For HoloLens two new applications were announces. MS Remote Assist and MS Layouts. Both focus on extending existing HoloLens use cases. MS Assist is a tool to work together on a tasks and MS Layout is mixed reality for plant organization and planning.

Next Scott Guthrie gave the technical keynote. Scott firstly introduced Visual Studio Live Share. A real-time distributed pair programming tool. Two developers can work together but still can use their own device regardless it is running Windows, Linux or IOS. Both can use their preferred IDE whether it is Visual Studio or Visual Studio Code. This is not just a screen sharing solution, a secured connection allows access to the localhost instance running the application in development debug mode on the other developer’s machine. Live Share supports distributed breakpoints in code that hare hit simultanuously on both machines. (more on https://www.visualstudio.com/services/live-share/ )

Another developers topic Scott covered were private development spaces. Azure Kubernetics Services allow to set-up private development spaces. This will help new developers, that join the team, to be up and running in no time and not waste five days to set-up there development environment. (more on http://landinghub.visualstudio.com/devspaces )

.NET Core 2.1 was released today.
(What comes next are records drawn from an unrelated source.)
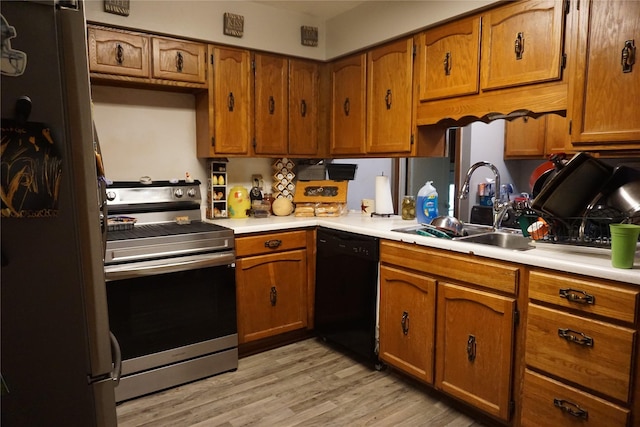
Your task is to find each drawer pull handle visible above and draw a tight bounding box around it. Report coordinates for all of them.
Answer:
[558,288,596,304]
[264,239,282,249]
[176,52,184,73]
[400,311,409,335]
[558,328,593,347]
[553,398,589,420]
[116,43,124,65]
[467,335,476,362]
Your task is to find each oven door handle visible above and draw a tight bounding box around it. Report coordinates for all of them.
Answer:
[105,252,235,280]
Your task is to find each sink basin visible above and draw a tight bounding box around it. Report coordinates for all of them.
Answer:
[453,231,534,251]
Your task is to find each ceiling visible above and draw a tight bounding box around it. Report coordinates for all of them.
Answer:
[255,0,371,21]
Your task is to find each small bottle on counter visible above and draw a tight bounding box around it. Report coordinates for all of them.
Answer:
[402,196,416,219]
[263,193,275,215]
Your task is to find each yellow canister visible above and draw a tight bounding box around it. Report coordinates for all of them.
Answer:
[227,186,251,218]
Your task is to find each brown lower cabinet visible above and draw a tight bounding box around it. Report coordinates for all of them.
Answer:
[436,283,516,420]
[379,265,436,384]
[520,269,640,427]
[380,240,521,423]
[236,231,308,344]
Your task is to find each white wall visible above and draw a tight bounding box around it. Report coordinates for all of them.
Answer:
[86,0,496,60]
[333,159,393,212]
[325,0,497,59]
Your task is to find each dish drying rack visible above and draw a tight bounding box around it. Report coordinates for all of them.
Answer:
[515,207,640,249]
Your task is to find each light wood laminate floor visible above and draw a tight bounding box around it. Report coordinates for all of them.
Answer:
[117,338,482,427]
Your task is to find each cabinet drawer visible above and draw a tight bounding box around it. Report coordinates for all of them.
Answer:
[525,304,635,402]
[380,241,520,294]
[520,370,629,427]
[529,271,640,323]
[236,231,307,257]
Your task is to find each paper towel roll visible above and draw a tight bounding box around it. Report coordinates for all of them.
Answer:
[375,175,393,215]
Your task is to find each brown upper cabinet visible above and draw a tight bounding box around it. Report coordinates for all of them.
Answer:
[415,0,568,126]
[88,27,151,78]
[87,25,207,90]
[286,59,320,155]
[329,53,367,155]
[416,16,480,101]
[196,45,253,158]
[504,114,571,159]
[366,38,413,154]
[151,37,207,83]
[569,0,640,150]
[254,53,319,156]
[481,0,565,90]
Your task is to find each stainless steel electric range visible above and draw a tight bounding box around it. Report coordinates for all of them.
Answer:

Some highlights include the new Azure SignalR allowing for real-time notifications as a service. ASP.NET Core 2.2 now understands the concept of a real API app that can run without any UI and produces a Swagger documentation as part of the middleware.

On the desktop side we see new improved and backward compatible support for forms desktop applications. XAML islands allows WinForms and WPF application to be extended with new high-DPI controls.

In Visual Studio “go to definition” allows for automatically decompilation of libraries of which the source code or debug references were missing. This feature is fully privacy compliant as it asks the user’s permission the decompile external libraries.

Web UI .NET allows native code to run in the browser like what Web Assembly has done of the Intel platform.

With regards to front-end development it has been announced that Babel 7 will use TypeScript as type checker functionality.

All this was just day 1 of MS Build 2018 in Seattle.